In: Economics
In relation to inflation and employment.
Why government or decision makers try to achieve these TWO macroeconomic objectives
Key problems which may be encountered when attempting to balance these two objectives
Evaluate the macroeconomic measures, employing fiscal and or monetary policies, which could be taken to balance these two objectives.
When inflation increasesthe unemployment declines. Inflation occurs due to an increase in in aggregate suppy or aggregate demand, this increases the output and price level. To raise output, employment increases. The inflation and unemployment holds an inverse relationship. However it is important to maintain balance to ensure price stability and economic growth.
Government can affects trends mainly by through two ways- monetary and fiscal policy. Monetary policies are the actions taken by central banks to control the monetary as well as financial status with the goal of attaining low inflation and sustainable growth in the economy. Broadly, there are two types of monetary policy namely - Expansionary and Contractionary. Expansionary monetary policy is used by FED when it wants to expands (increase) the supply of money to stimulate the economy. An expansionary monetary policy will stimulate investment and consumption spending, and also reduce interest rates thus leading to aggregate demand curve to shift right.

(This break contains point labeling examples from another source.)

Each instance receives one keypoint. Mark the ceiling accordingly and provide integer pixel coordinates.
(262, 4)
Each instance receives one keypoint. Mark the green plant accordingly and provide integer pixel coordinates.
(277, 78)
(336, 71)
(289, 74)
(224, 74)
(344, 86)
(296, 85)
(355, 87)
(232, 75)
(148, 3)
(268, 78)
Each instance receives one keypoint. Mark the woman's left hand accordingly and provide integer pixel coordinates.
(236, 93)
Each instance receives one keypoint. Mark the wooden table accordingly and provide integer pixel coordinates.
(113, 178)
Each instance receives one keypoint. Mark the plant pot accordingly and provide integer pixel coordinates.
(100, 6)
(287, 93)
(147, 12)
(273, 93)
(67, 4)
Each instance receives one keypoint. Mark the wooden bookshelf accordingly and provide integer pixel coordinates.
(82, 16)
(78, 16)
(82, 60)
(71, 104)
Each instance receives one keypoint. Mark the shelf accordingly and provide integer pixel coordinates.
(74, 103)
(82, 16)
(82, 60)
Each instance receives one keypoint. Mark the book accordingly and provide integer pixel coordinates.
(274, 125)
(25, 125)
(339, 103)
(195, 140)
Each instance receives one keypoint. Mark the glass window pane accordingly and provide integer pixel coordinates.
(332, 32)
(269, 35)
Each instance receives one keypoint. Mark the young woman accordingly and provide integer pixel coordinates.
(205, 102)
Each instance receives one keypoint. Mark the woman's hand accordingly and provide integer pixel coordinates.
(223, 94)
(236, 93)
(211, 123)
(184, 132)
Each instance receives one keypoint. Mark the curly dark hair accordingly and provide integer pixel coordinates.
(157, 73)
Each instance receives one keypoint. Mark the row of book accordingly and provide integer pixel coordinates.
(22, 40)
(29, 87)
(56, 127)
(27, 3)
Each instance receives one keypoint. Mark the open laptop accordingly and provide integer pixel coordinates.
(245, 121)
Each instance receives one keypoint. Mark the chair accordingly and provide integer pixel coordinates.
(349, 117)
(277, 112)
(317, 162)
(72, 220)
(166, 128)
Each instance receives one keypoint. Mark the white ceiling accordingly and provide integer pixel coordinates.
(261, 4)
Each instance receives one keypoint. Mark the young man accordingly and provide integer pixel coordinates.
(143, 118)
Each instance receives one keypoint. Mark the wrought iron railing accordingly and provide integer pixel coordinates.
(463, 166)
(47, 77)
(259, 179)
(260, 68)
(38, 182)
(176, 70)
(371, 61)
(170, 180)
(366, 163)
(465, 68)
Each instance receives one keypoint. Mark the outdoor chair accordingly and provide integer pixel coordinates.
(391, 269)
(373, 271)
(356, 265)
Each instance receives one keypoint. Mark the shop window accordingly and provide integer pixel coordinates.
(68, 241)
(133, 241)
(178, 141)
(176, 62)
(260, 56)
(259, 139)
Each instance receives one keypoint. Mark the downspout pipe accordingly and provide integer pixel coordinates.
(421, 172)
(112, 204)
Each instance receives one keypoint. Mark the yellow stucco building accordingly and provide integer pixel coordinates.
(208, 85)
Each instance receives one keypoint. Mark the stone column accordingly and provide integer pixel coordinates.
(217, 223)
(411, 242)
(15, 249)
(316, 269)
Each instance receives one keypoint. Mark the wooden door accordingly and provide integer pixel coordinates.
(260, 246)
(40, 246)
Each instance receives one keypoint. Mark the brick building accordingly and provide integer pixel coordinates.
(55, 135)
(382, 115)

Contractionary monetary policy is used by FED when wants to contracts (decrease) the supply of currency of the nation. This decreases the money supply, increases interest rates and reduces the aggregate demand. But proponents of expansionary monetary policy state that during the recession if bank reduces the interest rates for consumers to spend more money during a global recession then in that case the export sector would suffer.
Fiscal policy is the setting of the level of taxation and government spending by government policymakers. Increased government spending may result in an increase in aggregated demand as well as increase in interest rates. This is called the crowding out effect. There are two types of fiscal policy: Expansionary and Contractionary. When government borrows more money thus there will be more demand for capital in the market. This forces the increase in interest rate up induce more people to save to meet that demand. Under the contractionary policy it will be opposite. Usually there are delays in the fiscal policy implementation because few proposed measures may have to go through legislative processes. Moreover when the government applies a mix of expansionary as well as contractionary fiscal policy, it results to conflicts of objectives.